Sometimes I feel like I'm living - again - the same conflict that I had with Database Administrators, when I tried to configure JDBC database connection pools in the first Java application servers in the 80's. The system should be trusted, and a delegation of the decisions (authentication, authorization and audit) accepted.
Reusable work (repositories and services)
When you model a software application to automate its deployment, you should identify any building block that can potentially be reused in a different model. If you create a reusable (parametric) deliverable and save it individually in a common repository, next time you'll have the work ready to be reused.

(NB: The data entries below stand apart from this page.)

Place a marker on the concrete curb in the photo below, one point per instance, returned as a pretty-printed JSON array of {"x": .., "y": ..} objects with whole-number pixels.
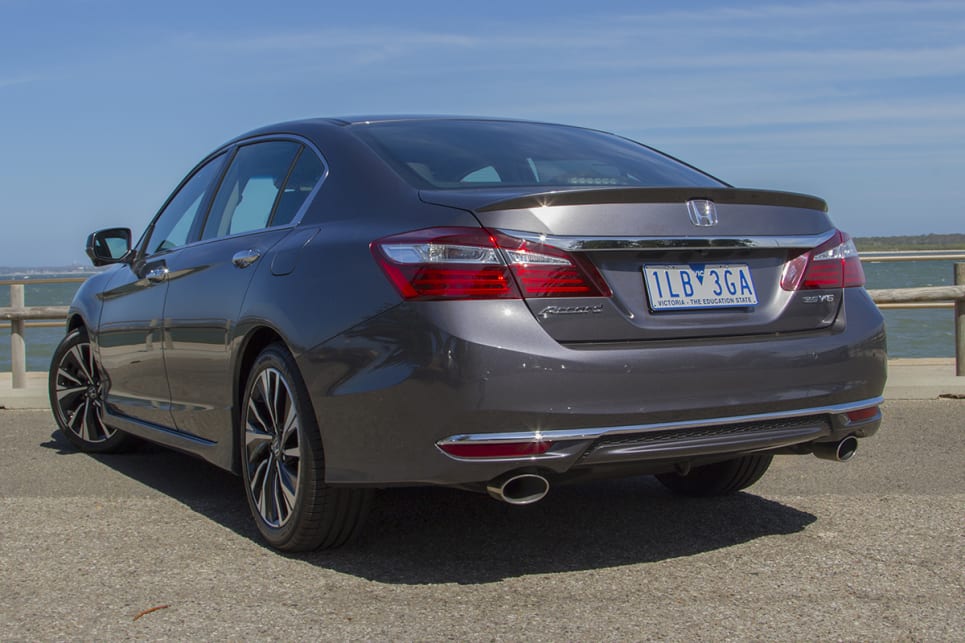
[{"x": 908, "y": 379}]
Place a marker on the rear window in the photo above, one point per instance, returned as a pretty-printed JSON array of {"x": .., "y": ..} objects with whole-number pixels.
[{"x": 448, "y": 154}]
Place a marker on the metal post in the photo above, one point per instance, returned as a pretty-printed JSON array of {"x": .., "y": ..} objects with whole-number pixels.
[
  {"x": 960, "y": 322},
  {"x": 18, "y": 347}
]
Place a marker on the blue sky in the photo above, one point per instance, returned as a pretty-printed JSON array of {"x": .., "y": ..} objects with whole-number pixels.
[{"x": 106, "y": 104}]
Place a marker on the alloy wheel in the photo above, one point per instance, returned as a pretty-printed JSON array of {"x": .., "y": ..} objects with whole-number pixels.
[
  {"x": 272, "y": 447},
  {"x": 79, "y": 395}
]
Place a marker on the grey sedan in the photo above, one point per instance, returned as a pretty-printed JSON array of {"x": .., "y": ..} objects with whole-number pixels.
[{"x": 330, "y": 306}]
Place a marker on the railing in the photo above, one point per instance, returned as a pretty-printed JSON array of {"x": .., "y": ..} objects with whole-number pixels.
[{"x": 18, "y": 314}]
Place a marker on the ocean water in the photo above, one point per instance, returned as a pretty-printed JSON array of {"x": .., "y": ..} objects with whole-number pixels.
[{"x": 911, "y": 333}]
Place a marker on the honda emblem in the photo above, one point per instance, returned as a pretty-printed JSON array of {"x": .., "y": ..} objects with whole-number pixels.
[{"x": 703, "y": 213}]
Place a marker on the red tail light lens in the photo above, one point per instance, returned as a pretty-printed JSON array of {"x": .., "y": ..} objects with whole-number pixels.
[
  {"x": 445, "y": 263},
  {"x": 471, "y": 263},
  {"x": 833, "y": 264},
  {"x": 544, "y": 271}
]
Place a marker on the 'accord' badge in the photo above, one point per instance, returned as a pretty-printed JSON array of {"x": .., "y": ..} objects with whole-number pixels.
[{"x": 703, "y": 213}]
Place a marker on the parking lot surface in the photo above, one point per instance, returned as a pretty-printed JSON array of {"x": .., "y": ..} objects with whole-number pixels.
[{"x": 872, "y": 549}]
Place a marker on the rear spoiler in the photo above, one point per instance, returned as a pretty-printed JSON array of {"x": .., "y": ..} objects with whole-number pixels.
[{"x": 735, "y": 196}]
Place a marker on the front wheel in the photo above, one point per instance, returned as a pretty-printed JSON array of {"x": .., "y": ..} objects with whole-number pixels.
[
  {"x": 77, "y": 388},
  {"x": 719, "y": 478},
  {"x": 283, "y": 465}
]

This applies to architectural building blocks like database servers, web servers, load balancers, firewalls, distributed caches, etc.
If they have been created as separate services, instead of just being a part of a monolithic model, they will appear in your designer's palette everytime you model a similar application and you can drag and drop them in the topology. We did that in the project and we saved a lot of time in the implementation.

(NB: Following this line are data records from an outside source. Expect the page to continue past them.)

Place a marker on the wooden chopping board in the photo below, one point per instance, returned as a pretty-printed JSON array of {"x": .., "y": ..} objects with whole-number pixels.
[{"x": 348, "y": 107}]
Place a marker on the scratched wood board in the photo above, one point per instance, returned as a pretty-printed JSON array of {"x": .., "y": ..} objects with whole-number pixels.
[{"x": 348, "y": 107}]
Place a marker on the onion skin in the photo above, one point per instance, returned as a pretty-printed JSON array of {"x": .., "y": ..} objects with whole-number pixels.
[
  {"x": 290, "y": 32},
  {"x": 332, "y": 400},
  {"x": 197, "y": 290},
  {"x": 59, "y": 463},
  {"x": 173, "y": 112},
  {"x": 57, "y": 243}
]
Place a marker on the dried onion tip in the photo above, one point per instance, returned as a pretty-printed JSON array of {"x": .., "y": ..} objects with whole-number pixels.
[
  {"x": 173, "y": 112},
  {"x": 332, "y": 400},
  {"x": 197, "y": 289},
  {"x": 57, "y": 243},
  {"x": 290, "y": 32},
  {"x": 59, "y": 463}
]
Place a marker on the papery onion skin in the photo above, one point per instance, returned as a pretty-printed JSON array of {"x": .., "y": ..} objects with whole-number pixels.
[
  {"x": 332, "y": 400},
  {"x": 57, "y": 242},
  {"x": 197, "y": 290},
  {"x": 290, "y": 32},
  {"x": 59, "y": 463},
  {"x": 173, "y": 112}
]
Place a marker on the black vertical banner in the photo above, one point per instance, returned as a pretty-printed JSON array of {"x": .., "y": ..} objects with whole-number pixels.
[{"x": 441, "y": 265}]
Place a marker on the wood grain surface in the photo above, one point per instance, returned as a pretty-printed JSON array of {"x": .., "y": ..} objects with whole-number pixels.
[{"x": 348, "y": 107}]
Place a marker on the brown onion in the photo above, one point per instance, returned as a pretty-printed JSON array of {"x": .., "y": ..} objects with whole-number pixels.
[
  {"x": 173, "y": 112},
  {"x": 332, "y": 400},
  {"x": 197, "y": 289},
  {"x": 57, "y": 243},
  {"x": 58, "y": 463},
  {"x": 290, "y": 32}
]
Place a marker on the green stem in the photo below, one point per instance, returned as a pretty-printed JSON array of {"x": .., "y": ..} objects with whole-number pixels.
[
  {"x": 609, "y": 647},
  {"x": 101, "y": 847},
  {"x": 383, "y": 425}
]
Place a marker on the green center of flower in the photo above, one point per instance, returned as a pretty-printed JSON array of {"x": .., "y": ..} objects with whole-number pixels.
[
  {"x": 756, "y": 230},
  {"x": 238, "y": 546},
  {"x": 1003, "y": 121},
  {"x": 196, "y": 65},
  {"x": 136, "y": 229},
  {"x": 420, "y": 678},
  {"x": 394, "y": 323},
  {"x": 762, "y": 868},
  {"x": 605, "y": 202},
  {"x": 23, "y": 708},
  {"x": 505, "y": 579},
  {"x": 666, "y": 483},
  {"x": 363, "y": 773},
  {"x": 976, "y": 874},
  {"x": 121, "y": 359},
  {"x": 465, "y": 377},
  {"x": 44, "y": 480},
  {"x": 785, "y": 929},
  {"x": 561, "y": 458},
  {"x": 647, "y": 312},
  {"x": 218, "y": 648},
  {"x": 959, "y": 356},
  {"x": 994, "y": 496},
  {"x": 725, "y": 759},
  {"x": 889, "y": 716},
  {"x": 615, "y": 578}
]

Engage SME and business owners
It is important that subject matter experts (SME) collaborate at the definition of blueprints and the build of the automation model. Even though documentation exists for the deployment of the application, you should work together.

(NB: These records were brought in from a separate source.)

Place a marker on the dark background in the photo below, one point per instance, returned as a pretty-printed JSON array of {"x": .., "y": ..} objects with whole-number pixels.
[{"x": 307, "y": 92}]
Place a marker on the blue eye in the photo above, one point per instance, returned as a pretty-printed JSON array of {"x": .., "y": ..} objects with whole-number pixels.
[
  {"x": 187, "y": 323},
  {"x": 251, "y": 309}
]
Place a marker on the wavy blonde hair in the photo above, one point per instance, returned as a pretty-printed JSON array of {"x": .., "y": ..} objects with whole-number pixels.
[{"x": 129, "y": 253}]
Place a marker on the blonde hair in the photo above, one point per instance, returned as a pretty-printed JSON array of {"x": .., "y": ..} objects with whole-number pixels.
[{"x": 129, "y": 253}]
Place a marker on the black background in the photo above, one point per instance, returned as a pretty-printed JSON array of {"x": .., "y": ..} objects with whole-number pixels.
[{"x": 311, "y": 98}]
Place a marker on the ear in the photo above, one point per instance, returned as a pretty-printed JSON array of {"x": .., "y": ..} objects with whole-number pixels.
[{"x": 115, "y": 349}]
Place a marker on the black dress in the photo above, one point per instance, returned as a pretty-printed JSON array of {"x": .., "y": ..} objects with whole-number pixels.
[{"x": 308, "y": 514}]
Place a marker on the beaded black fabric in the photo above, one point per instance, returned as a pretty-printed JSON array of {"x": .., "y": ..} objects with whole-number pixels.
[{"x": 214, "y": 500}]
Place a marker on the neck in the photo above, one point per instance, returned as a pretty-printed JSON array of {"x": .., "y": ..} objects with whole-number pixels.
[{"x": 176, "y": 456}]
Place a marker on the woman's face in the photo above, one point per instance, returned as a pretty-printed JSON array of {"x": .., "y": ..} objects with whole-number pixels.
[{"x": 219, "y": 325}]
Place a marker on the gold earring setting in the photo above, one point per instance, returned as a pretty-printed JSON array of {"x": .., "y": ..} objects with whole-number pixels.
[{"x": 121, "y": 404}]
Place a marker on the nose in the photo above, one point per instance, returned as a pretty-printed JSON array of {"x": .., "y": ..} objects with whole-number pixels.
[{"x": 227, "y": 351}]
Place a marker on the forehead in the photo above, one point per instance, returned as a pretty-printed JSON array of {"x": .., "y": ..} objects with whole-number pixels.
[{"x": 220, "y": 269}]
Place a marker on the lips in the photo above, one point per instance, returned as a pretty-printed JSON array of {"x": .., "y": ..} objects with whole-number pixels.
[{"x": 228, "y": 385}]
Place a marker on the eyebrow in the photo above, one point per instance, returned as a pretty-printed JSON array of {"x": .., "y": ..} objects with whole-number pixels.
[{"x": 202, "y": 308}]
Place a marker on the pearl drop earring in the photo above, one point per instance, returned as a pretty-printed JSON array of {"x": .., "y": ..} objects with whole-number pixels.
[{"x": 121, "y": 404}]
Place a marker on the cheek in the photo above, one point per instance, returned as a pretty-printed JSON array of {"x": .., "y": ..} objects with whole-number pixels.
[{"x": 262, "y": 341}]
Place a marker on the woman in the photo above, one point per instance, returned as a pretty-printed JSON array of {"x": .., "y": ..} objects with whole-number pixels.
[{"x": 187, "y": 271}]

The user knows all the requirements, he knows how to verify and troubleshoot, he has encountered all the setup issues already.
I've learned that the best way to document the setup process for an application, so that you can use it as a reference for the automation, is to ask the SME to install it in front of you in a clean environment where the application was never run, and record a video of the process. It's faster than writing documentation, more complete and reliable. We did that using the desktop sharing feature in Webex and we recorded the sessions.
Document
While you do the work, keep track of all the steps. Take (maybe informal) notes, but mostly take a lot of screen shots to document what you did. You can keep them on a wiki or on a shared folder, they will help a lot when you have time to create the formal documentation of the project. If you need to troubleshoot, eventually involving other people, this information will be unvaluable.
Of course, versioning and taking snapshots of all deliverables also helps in case you need to go back for whatever reason.
Refine (iterations, devops)
Create the implementation for a minimum viable product (MVP) as soon as you can. Get the product (i.e. the entire self service catalog, or just the implementation of a single application blueprint) to early customers as soon as possible, to get their feedback before you go too deep in the implementation.
Applied to a hybrid cloud scenario, this will help to evaluate:
- quality of the service you are building, including documentation
- how much the users need it and use it in the real world
- performances of the distributed environment and any bottleneck (network, computing, configuration)
- security implications
You will have all the time to make it perfect, through iterations that improve the implementation, collect feedback, allow for tuning the design and the configuration. No need to work in a hurry and make mistakes, while you keep your users waiting for the final "perfect" product but they don't see any progress.